I’m starting to realize that my research here at Smithsonian is as much about learning about/from the people who are working here in the various museums then it is about studying the audio archives.  This place is so big and there are so many vastly disparate projects that people here are working on, I find it really inspiring.  I have always found the the multi-disciplinary approach has worked best for me and having the opportunity to have access to so many disciplines in one concentrated place is really cool.

Earlier this week I met with an ethnographer at the National Museum of Natural History and just today I hung out with the “Mobile Learning Program Lead” at the National Postal Museum.  I didn’t even know there was a Postal Museum.  But now I do and it turns out to be a really cool place if you are over 80 and collect stamps.  Ha ha ha…this is what I expected, but I was pretty far off; the museum is totally fascinating as it dives into the history of the Postal Service in relation to the history of the country.  It’s also really amazing how much innovation the Postal Service contributed through developing new ways to collect mailbags via airplane without landing to building machinery to read and sort billions of pieces of mail to starting to use ethanol-fueled vehicles in the 1980s way before anyone else cared at all about minimizing fossil fuel use.  And apparently that whole only-take-right-hand-turns thing to maximize your driving efficiency was pioneered by the Postal Service as well.

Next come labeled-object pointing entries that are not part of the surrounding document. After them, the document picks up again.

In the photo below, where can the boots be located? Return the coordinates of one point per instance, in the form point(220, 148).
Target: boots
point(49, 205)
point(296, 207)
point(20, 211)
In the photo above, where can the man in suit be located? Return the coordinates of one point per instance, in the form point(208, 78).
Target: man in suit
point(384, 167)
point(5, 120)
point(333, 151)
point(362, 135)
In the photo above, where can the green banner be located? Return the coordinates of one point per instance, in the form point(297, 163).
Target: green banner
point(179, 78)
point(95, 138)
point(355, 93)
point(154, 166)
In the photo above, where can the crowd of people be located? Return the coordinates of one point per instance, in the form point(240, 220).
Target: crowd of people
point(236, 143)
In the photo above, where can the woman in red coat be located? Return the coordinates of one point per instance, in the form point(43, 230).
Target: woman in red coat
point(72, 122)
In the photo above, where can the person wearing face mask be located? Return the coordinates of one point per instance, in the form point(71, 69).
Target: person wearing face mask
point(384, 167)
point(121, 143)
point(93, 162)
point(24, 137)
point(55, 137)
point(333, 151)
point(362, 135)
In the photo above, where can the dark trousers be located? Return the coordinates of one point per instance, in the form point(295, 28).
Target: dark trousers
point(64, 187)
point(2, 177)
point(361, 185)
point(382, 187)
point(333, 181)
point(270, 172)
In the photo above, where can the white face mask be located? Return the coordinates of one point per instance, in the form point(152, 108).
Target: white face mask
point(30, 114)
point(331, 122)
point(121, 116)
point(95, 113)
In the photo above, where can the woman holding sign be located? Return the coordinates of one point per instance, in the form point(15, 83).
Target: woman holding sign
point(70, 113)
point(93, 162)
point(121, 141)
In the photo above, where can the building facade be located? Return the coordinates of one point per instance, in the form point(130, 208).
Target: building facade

My fourth week here is winding down and as I reflect, I realize how valuable these interactions have been for me and how they will likely continue to be so in the years ahead.  I have gone in and out of feeling like I had not yet done enough actual listening to audio from the various archives, but I think that’s still a step away in any directed and significant way.  For now, I’m just going to keep heading in the direction that’s feeling right.